Regarding his own experience, Ajouri recounted that in 2018 a Chinese phone company offered him the opportunity to import mobile phones into Syria. 

He consulted a friend for a government license under al-Assad, and was warned not to proceed without permission from Khidr Ali Taher, known as “Abu Ali Khidr.”

“Abu Ali Khidr” was nicknamed the “Prince of Border Crossings” for his prominent role in smuggling between Syria and Lebanon, and also called “al-Ghawar” because he led a militia affiliated with the Fourth Division, headed by Maher al-Assad, Bashar’s brother, which controlled commercial and “humanitarian” crossings in Aleppo, Syria’s economic capital.

Numerous reports indicated that Abu Ali Khidr acted as the economic front for Asma al-Akhras.

Ajouri said he met Abu Ali Khidr’s son-in-law, Eehab Alraaee, in Damascus, who told him that if he wanted to enter the mobile phone import business, he could, provided he opened a company in Syria and gave a portion of the profits to Khidr.

However, Ajouri abandoned the idea after businessmen warned him that he risked assassination, as the trade was exclusively controlled by Abu Ali Khidr in Syria.

Al-Assad’s Share

In Syria, the security apparatus was at the disposal of businessmen who served as Bashar al-Assad’s economic front, overseen by his wife Asma.

According to many Syrian traders, Branch 215, the Military Security’s “Raid Unit” in Damascus, arrested any trader importing goods controlled by Abu Ali Khidr.

Branch 215 was nicknamed the “Syrian Holocaust” because it saw the highest number of deaths from torture among the security branches.

Meanwhile, the al-Khatib security branch imposed monthly payments on traders in Damascus and Aleppo to allow them to continue their business operations.

Within this context, Anas Taleb, a Syrian clothing manufacturer, told Al-Estiklal that “the al-Khatib security office in Aleppo demanded payments from gold traders, and anyone who refused was imprisoned to intimidate the others.”

“In the final years before Assad’s fall, the country was economically divided, and no trader or businessman could import certain materials or goods, which became monopolized by a close circle of al-Assad’s allies, including iron, aluminium, wood, sugar, and tea.”
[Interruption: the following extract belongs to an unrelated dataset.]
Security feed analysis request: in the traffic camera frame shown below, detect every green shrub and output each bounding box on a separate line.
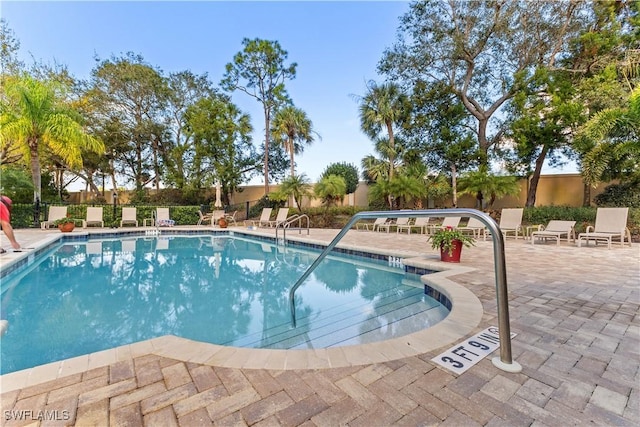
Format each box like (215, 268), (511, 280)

“Every trader summoned to the security branches for financial extortion kept secret the amount paid to the Palace Committee for their release,” he added.

“After al-Assad’s fall, many traders broke their silence, revealing that they had paid hundreds of thousands of dollars, while some claimed they were abroad during their detention to avoid being re-arrested if they spoke out.”

“Since 2022, there has not been a trader or businessman in Syria who does not pay levies to the Palace Committee.”

“Traders in Syria, prior to Assad’s fall, had begun factoring these payments into the additional costs of importing raw materials due to sanctions on the country,” Taleb noted.

In other words, traders were forced to allocate a portion of their profits to the Palace Committee, effectively paying a “share to al-Assad,” to avoid arrest and continue operating.

“Traders also feared raids by the tax office under the Palace Committee, which inspected company and factory computers to assess production, sales, and exports, in order to impose special taxes,” Taleb added.